Tuesday, October 06, 2009

Monday At NSA

Couldn't make the first class today as I was needed at home. Ah well. Jim taught. He had us doing some kick defense. Did some of the usual stuff such as bending the leg at the knee or pushing a trapped leg back or up to dump uke. One of the things I tried to focus on was keeping an eye on my uke and tried to use my peripheral vision to watch uke's feet. By watching my partner carefully I was able to predict whether I was going to see a front kick or a roundhouse or whatever. Diana was kind enough to show me a hook kick which totally threw me.

For whatever reason... during one of the falls I tweaked my back. Feels better tonight. I'm guessing within a few days it will be good as new. It feels better now than it did this morning.

After this we did some koshinage. It was a simple enter and throw but I was having a few issues with gripping my partner correctly. One of the things I was doing wrong was that I had one hand high and another low.... turned out that for this technique I needed both hands high. Not a great fall for uke. You don't get your slap hand back right away. It kind of reminded me of a koshinage Rob taught us a month ago or so. For his though, we wrapped uke around nage.

Sunday at NSA

Matt taught. He showed us more stuff he picked up from the Tissier seminar. The short version is that the techniques are similar but where pressure is applied or off balancing may be different. For example... we did a version of ikkyo where rather than having one hand on the wrist and another on the elbow and shoving uke's elbow through his face.... instead we went more to the side with the ikkyo. For ura, instead of bringing the arm to your center and doing your tenkan... you sort of meet uke's strike(assuming shomenuchi) as if going sword to sword and cut uke's arm down as you tenkan. That's the best that I can do to describe it at this point. Maybe after working with it more I can give a better description of the differences.

We did an interesting ukigosh. Uke attacks you end up in a nikkyo but instead of the arm being parallel to the floor you let uke's arm drop down. Now when you get the nikkyo, uke is forced backwards instead of down to the ground. So, you move uke back, get in front of him and do an ukigosh. I had some problems as my partner wasn't giving me anything. So if I didn't do it right, it wasn't going to work at all.

Hmmmm remember doing some shihonage too.

Saturday, October 03, 2009


Yep... thats all I have to say.

Yokomenuchi, shomenuchi, tsuki. Iriminage for a whole class. I've been out a week or so. I have no idea if it's all the classes I've been missing lately or me just getting more out of shape but I was sucking wind badly in parts of the class.

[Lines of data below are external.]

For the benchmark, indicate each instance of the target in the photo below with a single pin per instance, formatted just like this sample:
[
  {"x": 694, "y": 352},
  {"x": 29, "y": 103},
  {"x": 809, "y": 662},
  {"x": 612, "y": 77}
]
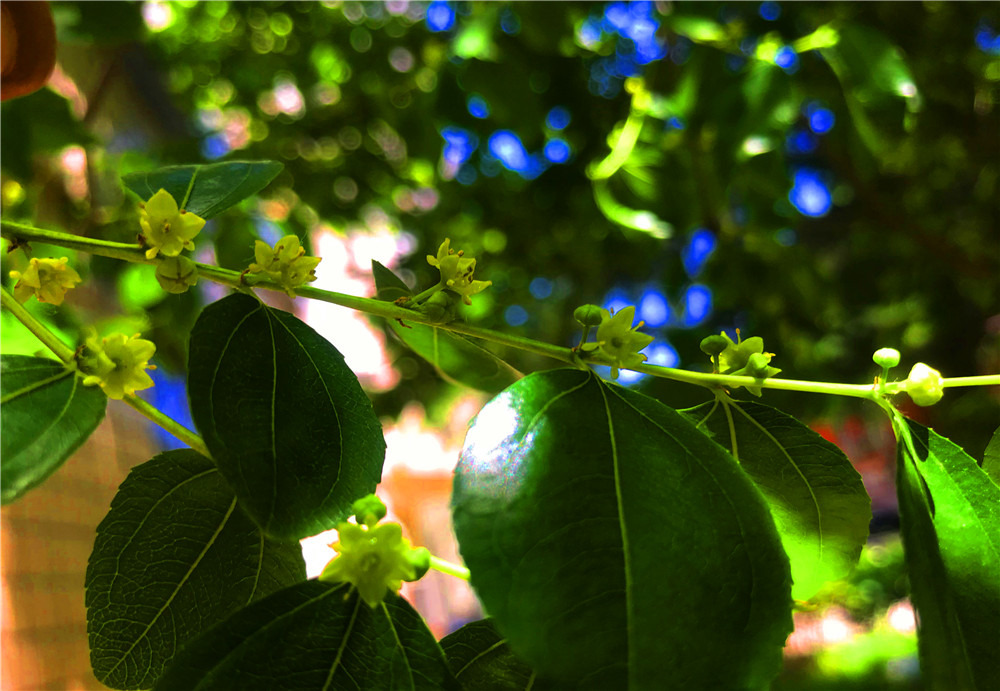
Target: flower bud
[
  {"x": 713, "y": 345},
  {"x": 886, "y": 357},
  {"x": 924, "y": 385}
]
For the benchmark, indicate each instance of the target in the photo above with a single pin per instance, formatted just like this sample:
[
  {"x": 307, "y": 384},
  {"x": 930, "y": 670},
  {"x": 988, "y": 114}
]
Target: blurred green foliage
[{"x": 875, "y": 225}]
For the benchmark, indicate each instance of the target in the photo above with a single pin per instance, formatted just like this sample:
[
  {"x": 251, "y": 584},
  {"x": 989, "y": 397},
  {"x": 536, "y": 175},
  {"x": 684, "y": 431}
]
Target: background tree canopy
[{"x": 824, "y": 175}]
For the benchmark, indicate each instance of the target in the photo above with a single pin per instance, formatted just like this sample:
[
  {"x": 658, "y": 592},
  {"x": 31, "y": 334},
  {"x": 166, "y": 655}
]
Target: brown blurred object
[{"x": 27, "y": 47}]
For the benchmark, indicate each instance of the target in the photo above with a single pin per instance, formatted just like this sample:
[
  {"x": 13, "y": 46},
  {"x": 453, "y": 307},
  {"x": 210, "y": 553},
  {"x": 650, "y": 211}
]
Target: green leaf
[
  {"x": 172, "y": 558},
  {"x": 614, "y": 544},
  {"x": 950, "y": 523},
  {"x": 991, "y": 458},
  {"x": 46, "y": 414},
  {"x": 457, "y": 359},
  {"x": 479, "y": 657},
  {"x": 817, "y": 499},
  {"x": 314, "y": 635},
  {"x": 283, "y": 416},
  {"x": 208, "y": 189}
]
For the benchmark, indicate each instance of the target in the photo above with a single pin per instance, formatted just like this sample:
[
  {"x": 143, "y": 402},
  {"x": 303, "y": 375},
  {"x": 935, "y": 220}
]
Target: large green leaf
[
  {"x": 173, "y": 557},
  {"x": 615, "y": 545},
  {"x": 481, "y": 660},
  {"x": 818, "y": 501},
  {"x": 314, "y": 636},
  {"x": 456, "y": 358},
  {"x": 950, "y": 523},
  {"x": 991, "y": 457},
  {"x": 283, "y": 416},
  {"x": 46, "y": 414},
  {"x": 208, "y": 189},
  {"x": 877, "y": 83}
]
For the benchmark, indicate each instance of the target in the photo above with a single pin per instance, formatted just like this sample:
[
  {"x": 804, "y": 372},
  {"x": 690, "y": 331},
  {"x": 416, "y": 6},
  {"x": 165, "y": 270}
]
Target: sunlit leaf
[
  {"x": 456, "y": 358},
  {"x": 313, "y": 636},
  {"x": 46, "y": 414},
  {"x": 283, "y": 416},
  {"x": 818, "y": 501},
  {"x": 208, "y": 189},
  {"x": 615, "y": 545},
  {"x": 173, "y": 557},
  {"x": 950, "y": 523}
]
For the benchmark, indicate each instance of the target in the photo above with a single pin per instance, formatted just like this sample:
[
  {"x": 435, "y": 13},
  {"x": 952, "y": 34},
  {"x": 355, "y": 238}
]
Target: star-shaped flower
[
  {"x": 46, "y": 279},
  {"x": 286, "y": 264},
  {"x": 117, "y": 364},
  {"x": 456, "y": 272},
  {"x": 167, "y": 229}
]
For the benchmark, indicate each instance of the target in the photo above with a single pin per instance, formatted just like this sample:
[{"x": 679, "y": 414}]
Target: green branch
[{"x": 390, "y": 310}]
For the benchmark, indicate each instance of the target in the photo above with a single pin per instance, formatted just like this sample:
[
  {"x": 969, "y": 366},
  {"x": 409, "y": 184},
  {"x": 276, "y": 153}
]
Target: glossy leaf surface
[
  {"x": 314, "y": 636},
  {"x": 950, "y": 523},
  {"x": 614, "y": 545},
  {"x": 173, "y": 557},
  {"x": 46, "y": 414},
  {"x": 818, "y": 501},
  {"x": 209, "y": 189},
  {"x": 457, "y": 359},
  {"x": 283, "y": 416},
  {"x": 479, "y": 657}
]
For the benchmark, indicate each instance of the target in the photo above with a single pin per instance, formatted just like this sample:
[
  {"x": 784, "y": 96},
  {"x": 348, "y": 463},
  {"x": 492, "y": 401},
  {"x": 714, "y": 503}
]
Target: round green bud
[
  {"x": 713, "y": 345},
  {"x": 588, "y": 315},
  {"x": 369, "y": 510},
  {"x": 886, "y": 357},
  {"x": 420, "y": 559},
  {"x": 757, "y": 364}
]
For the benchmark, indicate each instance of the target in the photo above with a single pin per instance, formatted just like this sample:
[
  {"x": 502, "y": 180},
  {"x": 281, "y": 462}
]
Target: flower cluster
[
  {"x": 456, "y": 272},
  {"x": 374, "y": 557},
  {"x": 117, "y": 364},
  {"x": 286, "y": 264},
  {"x": 166, "y": 229},
  {"x": 46, "y": 279},
  {"x": 619, "y": 340}
]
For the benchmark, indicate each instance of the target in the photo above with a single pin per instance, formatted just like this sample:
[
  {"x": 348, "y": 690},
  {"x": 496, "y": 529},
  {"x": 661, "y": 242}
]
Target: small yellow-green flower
[
  {"x": 374, "y": 560},
  {"x": 46, "y": 279},
  {"x": 117, "y": 364},
  {"x": 167, "y": 229},
  {"x": 619, "y": 340},
  {"x": 456, "y": 271},
  {"x": 176, "y": 274},
  {"x": 285, "y": 264},
  {"x": 924, "y": 385}
]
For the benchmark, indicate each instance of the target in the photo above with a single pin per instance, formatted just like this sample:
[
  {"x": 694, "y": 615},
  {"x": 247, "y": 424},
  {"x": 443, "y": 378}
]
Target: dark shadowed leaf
[
  {"x": 46, "y": 414},
  {"x": 314, "y": 636},
  {"x": 950, "y": 523},
  {"x": 173, "y": 557},
  {"x": 479, "y": 657},
  {"x": 991, "y": 458},
  {"x": 456, "y": 358},
  {"x": 818, "y": 501},
  {"x": 209, "y": 189},
  {"x": 614, "y": 545},
  {"x": 283, "y": 416}
]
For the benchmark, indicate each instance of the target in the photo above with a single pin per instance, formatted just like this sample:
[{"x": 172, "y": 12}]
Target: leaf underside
[
  {"x": 283, "y": 416},
  {"x": 314, "y": 635},
  {"x": 817, "y": 499},
  {"x": 46, "y": 414},
  {"x": 173, "y": 557}
]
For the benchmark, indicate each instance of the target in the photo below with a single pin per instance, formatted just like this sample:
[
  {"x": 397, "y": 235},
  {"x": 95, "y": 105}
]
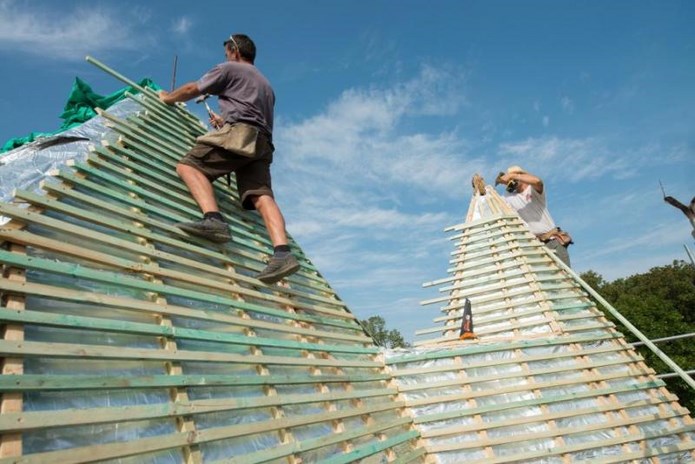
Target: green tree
[
  {"x": 660, "y": 303},
  {"x": 375, "y": 326}
]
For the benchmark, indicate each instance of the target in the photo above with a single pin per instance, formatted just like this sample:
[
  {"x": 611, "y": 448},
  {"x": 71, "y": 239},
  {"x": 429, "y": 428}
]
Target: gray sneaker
[
  {"x": 278, "y": 268},
  {"x": 212, "y": 229}
]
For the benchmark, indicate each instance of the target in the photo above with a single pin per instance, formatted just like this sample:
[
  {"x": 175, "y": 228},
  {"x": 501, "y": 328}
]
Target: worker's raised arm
[
  {"x": 182, "y": 94},
  {"x": 524, "y": 177}
]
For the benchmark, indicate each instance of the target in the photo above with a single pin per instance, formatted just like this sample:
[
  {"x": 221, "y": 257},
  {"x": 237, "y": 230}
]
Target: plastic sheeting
[{"x": 25, "y": 167}]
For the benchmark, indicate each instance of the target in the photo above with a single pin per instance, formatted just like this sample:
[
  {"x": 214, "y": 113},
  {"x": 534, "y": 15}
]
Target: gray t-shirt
[{"x": 245, "y": 95}]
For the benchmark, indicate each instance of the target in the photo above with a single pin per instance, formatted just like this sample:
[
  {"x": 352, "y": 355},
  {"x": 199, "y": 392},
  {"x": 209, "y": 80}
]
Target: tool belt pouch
[
  {"x": 556, "y": 234},
  {"x": 238, "y": 138}
]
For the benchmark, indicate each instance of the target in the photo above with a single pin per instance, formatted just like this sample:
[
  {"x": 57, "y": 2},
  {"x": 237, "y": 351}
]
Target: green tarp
[{"x": 79, "y": 108}]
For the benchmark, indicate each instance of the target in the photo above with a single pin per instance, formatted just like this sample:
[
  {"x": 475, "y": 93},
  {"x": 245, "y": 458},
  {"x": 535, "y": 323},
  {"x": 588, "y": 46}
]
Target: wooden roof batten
[
  {"x": 547, "y": 377},
  {"x": 125, "y": 339}
]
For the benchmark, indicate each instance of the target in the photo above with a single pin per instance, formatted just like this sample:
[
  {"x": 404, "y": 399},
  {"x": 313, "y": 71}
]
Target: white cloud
[
  {"x": 68, "y": 34},
  {"x": 182, "y": 25},
  {"x": 567, "y": 105},
  {"x": 575, "y": 160}
]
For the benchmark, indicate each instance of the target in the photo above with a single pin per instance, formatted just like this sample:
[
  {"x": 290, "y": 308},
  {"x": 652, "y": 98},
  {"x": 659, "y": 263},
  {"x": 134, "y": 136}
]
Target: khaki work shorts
[{"x": 252, "y": 174}]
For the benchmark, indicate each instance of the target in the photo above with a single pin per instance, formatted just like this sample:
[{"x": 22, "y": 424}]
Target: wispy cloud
[
  {"x": 365, "y": 195},
  {"x": 182, "y": 25},
  {"x": 57, "y": 33},
  {"x": 567, "y": 104},
  {"x": 575, "y": 160}
]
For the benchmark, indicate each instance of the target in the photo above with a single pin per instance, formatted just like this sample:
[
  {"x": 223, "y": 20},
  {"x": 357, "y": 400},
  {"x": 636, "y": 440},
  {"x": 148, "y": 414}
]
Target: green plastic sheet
[{"x": 80, "y": 108}]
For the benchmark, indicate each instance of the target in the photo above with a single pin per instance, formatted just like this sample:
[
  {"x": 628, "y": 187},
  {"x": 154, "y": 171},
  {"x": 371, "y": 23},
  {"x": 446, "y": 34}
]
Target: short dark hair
[{"x": 247, "y": 49}]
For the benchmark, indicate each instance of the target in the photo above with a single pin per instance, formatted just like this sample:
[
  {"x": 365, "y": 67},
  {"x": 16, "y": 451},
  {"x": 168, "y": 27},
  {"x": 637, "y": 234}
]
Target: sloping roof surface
[{"x": 128, "y": 341}]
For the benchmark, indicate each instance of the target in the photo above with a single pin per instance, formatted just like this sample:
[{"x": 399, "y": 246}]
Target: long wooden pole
[{"x": 669, "y": 362}]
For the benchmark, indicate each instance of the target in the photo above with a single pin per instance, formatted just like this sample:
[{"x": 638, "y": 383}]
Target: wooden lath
[
  {"x": 118, "y": 303},
  {"x": 548, "y": 379}
]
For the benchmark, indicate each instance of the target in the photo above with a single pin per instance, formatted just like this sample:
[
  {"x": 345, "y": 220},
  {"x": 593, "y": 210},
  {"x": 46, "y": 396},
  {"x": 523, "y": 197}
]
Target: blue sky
[{"x": 385, "y": 109}]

When you do nothing but iriminage for a whole class you are constantly getting up and down. Good aerobic workout. Maybe if I just do something basic like this for a couple more classes I'll be able to get my wind back.

The only thing notable was my uke doing a tsuki and instead of me just entering behind him I guess I was tired and without thinking much did a tenkan, hooked his arm, pulled him around with an atemi to the face. Since we were focused on iriminage, I then used my arm to bring his up , entered behind him and completed the technique. Alan happened to be watching at that moment and liked it enough that he had us all do that one next. Funny.

At one point Sam and I were working on offbalancing uke so that minimum strength is needed to send him down to the mat. Good practice for both nage and uke.

We did a freestyle at the end of class where we were supposed to answer any attack with an iriminage.

Quite a while ago I landed on my thumb and sprained it. It's gotten so much better that I actually have some strength in it now. I purposely work it a little during the day and stretch it gently to try and keep the joint happy.